Insurance Commissioner Chuck Quackenbush doesn’t seem to understand that his election to state regulatory office carried serious obligations such as responsibility and accountability–not to mention caring for the public trust. For the past month, The Times’ Virginia Ellis has detailed ways in which Quackenbush and his aides betrayed that trust and danced along the edge of the law in dealing with disputed claims arising from the 1994 Northridge earthquake.

Consider responsibility. Quackenbush‘s only defense is that he didn’t know what his deputies were doing in his name. That’s no defense. If he were a capable executive, he would have been aware of what was happening in his office and seen that it was wrong. These were major policy decisions involving possible fines against insurance companies that might have run to more than $ 1 billion. Instead, the firms were allowed to “voluntarily” contribute $ 12.8 million to private foundations established by Quackenbush himself, an action of questionable legality.

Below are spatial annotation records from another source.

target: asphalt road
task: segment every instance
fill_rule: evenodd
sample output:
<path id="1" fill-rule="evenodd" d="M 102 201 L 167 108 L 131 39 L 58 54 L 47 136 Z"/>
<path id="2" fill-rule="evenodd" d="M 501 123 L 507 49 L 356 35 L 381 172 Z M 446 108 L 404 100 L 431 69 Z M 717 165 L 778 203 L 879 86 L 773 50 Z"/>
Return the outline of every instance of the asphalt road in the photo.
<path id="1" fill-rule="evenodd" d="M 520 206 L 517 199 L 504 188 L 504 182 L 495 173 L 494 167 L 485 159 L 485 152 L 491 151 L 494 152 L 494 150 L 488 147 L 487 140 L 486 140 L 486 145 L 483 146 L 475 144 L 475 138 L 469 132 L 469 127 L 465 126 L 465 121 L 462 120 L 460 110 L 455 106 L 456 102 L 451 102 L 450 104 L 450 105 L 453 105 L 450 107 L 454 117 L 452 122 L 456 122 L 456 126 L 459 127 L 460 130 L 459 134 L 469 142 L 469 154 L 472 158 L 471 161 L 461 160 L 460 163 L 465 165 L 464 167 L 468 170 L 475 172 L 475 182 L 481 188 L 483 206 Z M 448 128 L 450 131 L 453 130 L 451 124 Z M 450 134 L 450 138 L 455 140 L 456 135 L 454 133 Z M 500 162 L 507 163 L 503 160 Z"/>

By professing ignorance, Quackenbush tacitly admits he was not in responsible control of his department. That in itself suggests he is not qualified to retain his office.

And it gets worse. Ellis reported Friday that Quackenbush and his aides funneled nearly $ 2 million in insurance company settlement funds directly to political consultants and others to pay for public service commercials that featured the insurance commissioner. This is the public’s money being spent with utterly no state control, going for ads that in effect would elevate Quackenbush‘s political stock.

An attorney in Quackenbush‘s office wrote in an internal e-mail, “We have a need not to receive the funds directly, but to have the company hold the money and pay it out to three parties at our discretion.” Why is that? To deceive? State investigators will have to find out.

As for accountability, if a public official and his aides make mistakes, it’s the duty of the officeholder to acknowledge it publicly and tell the people what remedies are being pursued. But Quackenbush lamely insists his office did nothing wrong and that he remains the defender of policyholder interests. The only mistake, he insists, was to give the foundations too much discretion in distributing money to charities.

Even his fellow Republicans in Sacramento are privately shaking their heads at the quagmire Quackenbush has got himself into, with no apparent way out other than to resign. If Quackenbush knows what is best for him and for the people of California, that is just what he’ll do.